As an Uber driver, I wanted something that customers could use in the vehicle to charge their phones without being able to take my cord. I am designing a cell phone charger that could plug into the cigarette lighter in the console or dash, hang on the back seat, have a card holder in it, and have three different cables, one for micro usb, and one for the new iPhone and one for the older model iPhones. It could have a USB port for customers that might have proprietary tablet cords also. What kinds of things would you like to see in a cell phone charger? Would you like to have an area to put mints, or gum? Would you buy something like this? Why or why not? What kind of price do you think would be reasonable for this "built in the USA" product with only the best material and a guarantee?


----------



## haji (Jul 17, 2014)

A place for riders tips.


----------



## mandreyka (Sep 25, 2015)

How about a gum ball machine that mounts on the head rest


----------



## SelectFlorida (May 19, 2015)

haji said:


> A place for riders tips.


That is a good idea. Do you think it would need some kind of lock on it?


----------



## boredwithitall (Oct 12, 2015)

Oh . so basically you want to design something like this? http://www.amazon.com/dp/B0105GSM80/?tag=ubne0c-20


----------



## ChicagoHeat12 (May 6, 2015)

SelectFlorida said:


> As an Uber driver, I wanted something that customers could use in the vehicle to charge their phones without being able to take my cord. I am designing a cell phone charger that could plug into the cigarette lighter in the console or dash, hang on the back seat, have a card holder in it, and have three different cables, one for micro usb, and one for the new iPhone and one for the older model iPhones. It could have a USB port for customers that might have proprietary tablet cords also. What kinds of things would you like to see in a cell phone charger? Would you like to have an area to put mints, or gum? Would you buy something like this? Why or why not? What kind of price do you think would be reasonable for this "built in the USA" product with only the best material and a guarantee?

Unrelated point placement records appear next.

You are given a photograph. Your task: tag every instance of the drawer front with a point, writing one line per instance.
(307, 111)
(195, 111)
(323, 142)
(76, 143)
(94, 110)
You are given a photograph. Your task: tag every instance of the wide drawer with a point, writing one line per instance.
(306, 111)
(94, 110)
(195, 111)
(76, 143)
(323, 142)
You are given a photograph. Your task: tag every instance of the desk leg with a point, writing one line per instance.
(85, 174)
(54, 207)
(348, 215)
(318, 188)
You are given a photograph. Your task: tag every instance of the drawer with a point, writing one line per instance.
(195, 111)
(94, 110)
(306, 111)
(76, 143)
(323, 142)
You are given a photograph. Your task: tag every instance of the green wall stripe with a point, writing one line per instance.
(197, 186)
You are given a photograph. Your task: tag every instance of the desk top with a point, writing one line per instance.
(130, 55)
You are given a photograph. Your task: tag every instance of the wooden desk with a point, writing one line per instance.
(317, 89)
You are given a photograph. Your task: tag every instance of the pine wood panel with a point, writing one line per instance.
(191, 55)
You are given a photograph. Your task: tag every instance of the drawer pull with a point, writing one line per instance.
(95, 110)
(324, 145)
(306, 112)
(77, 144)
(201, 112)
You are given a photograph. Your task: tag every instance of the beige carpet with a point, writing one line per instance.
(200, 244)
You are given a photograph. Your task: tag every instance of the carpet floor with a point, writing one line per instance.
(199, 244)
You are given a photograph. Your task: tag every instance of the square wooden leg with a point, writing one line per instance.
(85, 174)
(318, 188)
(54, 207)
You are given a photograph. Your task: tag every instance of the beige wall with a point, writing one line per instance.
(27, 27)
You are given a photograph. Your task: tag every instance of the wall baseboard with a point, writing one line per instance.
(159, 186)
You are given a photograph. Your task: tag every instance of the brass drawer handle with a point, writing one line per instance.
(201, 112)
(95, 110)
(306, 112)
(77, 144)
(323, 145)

Honestly, you're doing way too much. As long your your car is clean and you are courteous then you'll likely get a 5 anyway. No need to spend brain power or capital that you can't recoup.


----------



## RockinEZ (Apr 29, 2015)

Go to the dollar store and buy two iPhone 5 cords.They are the same as iPhone 6, but they can't sell 'em well with the iPhone 5 labeling so off to the dollar store they went.
Get a couple of Android USB cords.
Buy 2 cigarette lighter power supplies.
$6 and you are covered. If they steal one, no big deal. It was a buck.

Generally only iPhone 6 users will ask for a charge.


----------